AFNのラジオのスタジオ。迷彩服姿のスタッフらがマイクに向かう=米軍横田基地で

 太平洋戦争の終戦直後に連合国軍総司令部(GHQ)が開局した米兵向けのAMラジオ局「AFN(旧FEN)」が今月十二日、七十五周年を迎える。米国で流行の音楽や文化をいち早くキャッチできると日本で人気を集め、日本のポップスなどに影響を与えた。時代の変化とともに局の存在感は薄れたが、今なお発信を続けている。 (鈴木伸幸)

80年代、FEN関連の書籍が多数置かれた東京都内の書店

 東京・米空軍横田基地にAFN東京放送局がある。日本人十一人を含めスタッフは六十五人。一階には、テレビカメラが並ぶスタジオがある。同局のフィル・ベンチュラ司令官(38)は「今はテレビ放送もやっている。先日の在日米軍トップのケビン・シュナイダー司令官のテレビ会見は、ここから流した」と説明する。
 放送だけでなく、「富士山登頂ガイド」や箸の使い方などを教える動画も作っている。
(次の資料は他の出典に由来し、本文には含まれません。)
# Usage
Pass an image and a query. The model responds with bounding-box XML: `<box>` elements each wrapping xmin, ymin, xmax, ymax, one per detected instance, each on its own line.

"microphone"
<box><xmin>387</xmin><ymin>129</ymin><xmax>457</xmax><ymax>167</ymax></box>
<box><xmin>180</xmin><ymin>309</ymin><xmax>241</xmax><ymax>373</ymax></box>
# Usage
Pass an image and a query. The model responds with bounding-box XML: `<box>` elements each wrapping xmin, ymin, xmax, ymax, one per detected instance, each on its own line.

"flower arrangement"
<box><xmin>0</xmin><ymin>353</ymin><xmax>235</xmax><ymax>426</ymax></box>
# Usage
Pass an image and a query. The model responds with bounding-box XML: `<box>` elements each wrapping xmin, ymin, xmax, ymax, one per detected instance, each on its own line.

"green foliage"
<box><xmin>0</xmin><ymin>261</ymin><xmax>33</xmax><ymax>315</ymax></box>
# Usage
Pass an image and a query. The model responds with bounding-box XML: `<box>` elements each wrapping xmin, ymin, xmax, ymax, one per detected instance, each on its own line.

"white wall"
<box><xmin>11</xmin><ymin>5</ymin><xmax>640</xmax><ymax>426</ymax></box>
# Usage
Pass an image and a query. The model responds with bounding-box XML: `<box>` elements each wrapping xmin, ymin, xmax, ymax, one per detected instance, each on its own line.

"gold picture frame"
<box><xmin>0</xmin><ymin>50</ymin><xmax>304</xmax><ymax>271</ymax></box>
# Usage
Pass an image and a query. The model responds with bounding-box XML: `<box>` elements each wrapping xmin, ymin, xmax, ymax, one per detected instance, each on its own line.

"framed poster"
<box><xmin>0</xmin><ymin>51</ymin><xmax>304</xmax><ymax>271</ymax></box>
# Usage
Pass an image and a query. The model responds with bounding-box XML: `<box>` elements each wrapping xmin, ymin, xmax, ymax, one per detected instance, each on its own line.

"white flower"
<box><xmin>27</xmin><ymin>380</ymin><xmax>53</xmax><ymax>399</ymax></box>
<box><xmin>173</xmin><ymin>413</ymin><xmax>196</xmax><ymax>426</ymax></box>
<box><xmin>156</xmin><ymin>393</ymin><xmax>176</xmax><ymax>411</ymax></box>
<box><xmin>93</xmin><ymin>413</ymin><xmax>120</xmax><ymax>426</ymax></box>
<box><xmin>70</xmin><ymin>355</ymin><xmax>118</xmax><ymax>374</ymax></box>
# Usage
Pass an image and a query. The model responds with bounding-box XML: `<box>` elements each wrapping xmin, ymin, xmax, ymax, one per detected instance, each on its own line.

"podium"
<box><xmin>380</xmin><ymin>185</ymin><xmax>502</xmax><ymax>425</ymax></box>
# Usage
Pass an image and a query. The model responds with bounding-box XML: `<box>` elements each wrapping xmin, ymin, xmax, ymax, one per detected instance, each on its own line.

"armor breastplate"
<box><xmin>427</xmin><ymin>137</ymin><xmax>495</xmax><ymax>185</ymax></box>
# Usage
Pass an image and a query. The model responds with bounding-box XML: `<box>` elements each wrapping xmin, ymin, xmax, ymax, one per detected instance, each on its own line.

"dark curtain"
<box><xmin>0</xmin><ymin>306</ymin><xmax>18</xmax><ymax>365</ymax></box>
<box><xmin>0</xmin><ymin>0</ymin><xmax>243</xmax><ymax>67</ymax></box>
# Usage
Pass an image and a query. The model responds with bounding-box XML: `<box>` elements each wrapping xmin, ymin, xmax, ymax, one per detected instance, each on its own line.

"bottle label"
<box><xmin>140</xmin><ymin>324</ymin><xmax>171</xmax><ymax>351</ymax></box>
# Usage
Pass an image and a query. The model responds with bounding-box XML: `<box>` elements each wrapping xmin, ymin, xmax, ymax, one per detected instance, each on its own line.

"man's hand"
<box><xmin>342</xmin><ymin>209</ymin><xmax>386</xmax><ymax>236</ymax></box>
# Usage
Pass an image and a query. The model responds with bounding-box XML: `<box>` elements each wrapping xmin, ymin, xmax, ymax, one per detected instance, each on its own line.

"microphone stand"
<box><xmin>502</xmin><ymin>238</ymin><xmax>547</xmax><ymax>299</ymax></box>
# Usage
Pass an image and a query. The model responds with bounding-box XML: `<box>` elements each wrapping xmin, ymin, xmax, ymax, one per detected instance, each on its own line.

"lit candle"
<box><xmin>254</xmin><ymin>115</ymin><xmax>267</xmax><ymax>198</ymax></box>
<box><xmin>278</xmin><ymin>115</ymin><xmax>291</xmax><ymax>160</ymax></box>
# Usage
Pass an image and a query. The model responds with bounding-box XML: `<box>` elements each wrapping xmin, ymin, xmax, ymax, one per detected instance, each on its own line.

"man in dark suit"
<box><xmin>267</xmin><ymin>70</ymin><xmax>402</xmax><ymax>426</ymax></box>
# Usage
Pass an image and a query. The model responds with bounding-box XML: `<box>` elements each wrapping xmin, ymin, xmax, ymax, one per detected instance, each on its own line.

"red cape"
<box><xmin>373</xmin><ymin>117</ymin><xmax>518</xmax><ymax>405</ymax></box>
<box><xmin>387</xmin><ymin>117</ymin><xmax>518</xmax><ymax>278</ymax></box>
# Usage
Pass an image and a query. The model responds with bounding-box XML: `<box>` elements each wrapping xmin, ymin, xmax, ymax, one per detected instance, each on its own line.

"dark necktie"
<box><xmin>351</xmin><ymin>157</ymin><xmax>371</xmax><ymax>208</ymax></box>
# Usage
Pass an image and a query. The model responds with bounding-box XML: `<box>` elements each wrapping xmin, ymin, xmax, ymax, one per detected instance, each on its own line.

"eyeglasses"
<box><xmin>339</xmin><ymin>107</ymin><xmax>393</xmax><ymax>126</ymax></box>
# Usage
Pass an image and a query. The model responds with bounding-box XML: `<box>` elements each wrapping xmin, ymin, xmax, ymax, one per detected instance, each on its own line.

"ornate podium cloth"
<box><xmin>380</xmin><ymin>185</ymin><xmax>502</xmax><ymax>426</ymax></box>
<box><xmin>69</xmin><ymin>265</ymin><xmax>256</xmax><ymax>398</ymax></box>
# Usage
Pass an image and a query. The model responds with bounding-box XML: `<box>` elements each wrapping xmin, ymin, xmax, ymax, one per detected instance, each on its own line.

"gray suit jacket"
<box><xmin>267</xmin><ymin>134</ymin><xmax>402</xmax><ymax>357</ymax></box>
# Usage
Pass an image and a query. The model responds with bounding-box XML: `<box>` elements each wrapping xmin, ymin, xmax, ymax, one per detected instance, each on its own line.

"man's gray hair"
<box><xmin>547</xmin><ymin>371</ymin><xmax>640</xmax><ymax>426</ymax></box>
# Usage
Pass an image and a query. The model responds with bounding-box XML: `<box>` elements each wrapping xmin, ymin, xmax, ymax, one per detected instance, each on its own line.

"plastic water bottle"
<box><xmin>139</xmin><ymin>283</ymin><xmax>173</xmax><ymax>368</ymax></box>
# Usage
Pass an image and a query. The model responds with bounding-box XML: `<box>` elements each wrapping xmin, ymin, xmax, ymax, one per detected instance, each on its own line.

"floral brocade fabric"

「米兵とその家族が日本で困らないよう、正しい情報を伝えることが使命」とベンチュラ司令官。

AFNの局舎 

 AMの他、ネットでも聴ける放送は、米本土の人気ラジオ番組も流すが、月−金曜の午前六時から午後六時までは、スタッフ四人のDJが交代で番組を担当。洋楽紹介の合間にニュースや天気予報、為替情報に米基地での催事情報も入る。最近は新型コロナウイルスの感染防止策も繰り返している。
 DJの一人、ジェレミー・スティルワグナー(20)は「ジョージア州出身で来日十カ月の僕が知りたくなるような情報を届けるよう心掛けている」と話す。スタッフは本国で研修を受けるが、多くは放送業務の素人。それがAFNの特徴であり、商業放送局とは違う大味な手作り感。開局以来の伝統だ。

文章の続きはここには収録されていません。